Hi Paul,
First of all, if C is not close to full rank, there can be numerical problems with most any calculation involving C. Ignoring that, then every solution V does have to include all of null(C), and every V that does so will have rank n. note added> And M*null(C) where M is nonsingular is also a solution as Matt has mentioned.
But V does not have to fully " live in the null space of C ", in the sense that adding linear combinations of the rows of C to any of the rows of V still gives a solution.

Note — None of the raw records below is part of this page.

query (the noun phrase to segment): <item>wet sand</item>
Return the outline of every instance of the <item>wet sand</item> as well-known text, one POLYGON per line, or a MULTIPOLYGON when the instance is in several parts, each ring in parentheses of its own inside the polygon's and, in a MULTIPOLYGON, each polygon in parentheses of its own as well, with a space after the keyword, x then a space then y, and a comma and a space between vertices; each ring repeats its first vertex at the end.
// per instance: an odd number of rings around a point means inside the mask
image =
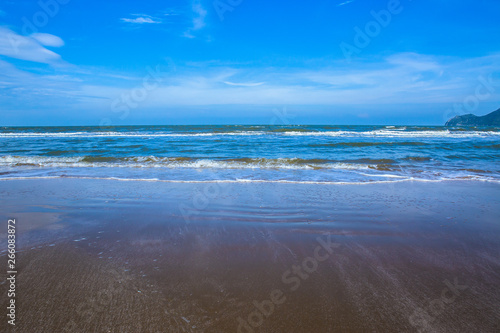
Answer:
POLYGON ((0 195, 2 262, 9 218, 19 249, 1 332, 500 331, 498 184, 47 179, 0 195))

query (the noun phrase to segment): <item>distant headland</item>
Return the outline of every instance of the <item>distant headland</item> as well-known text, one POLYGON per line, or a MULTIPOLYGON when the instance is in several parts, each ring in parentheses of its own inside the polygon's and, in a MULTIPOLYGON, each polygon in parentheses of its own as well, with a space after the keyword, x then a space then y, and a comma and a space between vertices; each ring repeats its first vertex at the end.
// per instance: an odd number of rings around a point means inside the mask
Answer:
POLYGON ((482 117, 471 113, 456 116, 448 120, 445 126, 498 126, 500 127, 500 109, 482 117))

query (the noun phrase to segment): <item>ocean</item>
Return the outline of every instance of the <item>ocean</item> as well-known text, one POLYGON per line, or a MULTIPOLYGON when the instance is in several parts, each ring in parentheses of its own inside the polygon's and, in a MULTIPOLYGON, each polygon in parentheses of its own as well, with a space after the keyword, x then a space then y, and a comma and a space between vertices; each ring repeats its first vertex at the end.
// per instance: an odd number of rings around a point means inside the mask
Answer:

The " simple " V2 approach does not work because without knowing C you can never be sure that some linear combination of the rows of V2 or (some similar matrix) does not reproduce one of the rows of C. In that case the rank of the full matrix will not be n.
C = [[1 2 3 4 5]
[5 6 7 8 9]];
V = null(C)'
A = [C; V];
cA = cond(A)
rcA = rcond(A)
cA = 17.5328
rcA = 0.0321
Your condition numbers are not that bad, but that has something to do with scaling. The average value of the rows of C are 3 and 8. The null space matrix V has the property that V'V = eye(n-m), so the values of V are less than 1.
C = [[1 2 3 4 5]
[5 6 7 8 9]];
V = 5*null(C)'
then
cA = 10.8681
rcA = 0.0474
which helps a little. As opposed to
C = [100*[1 2 3 4 5]
100*[5 6 7 8 9]];
V = null(C)'
then
cA = 1.7533e+03
rcA = 4.1414e-04
so you have to make sure that the size of C and the size of V are similar.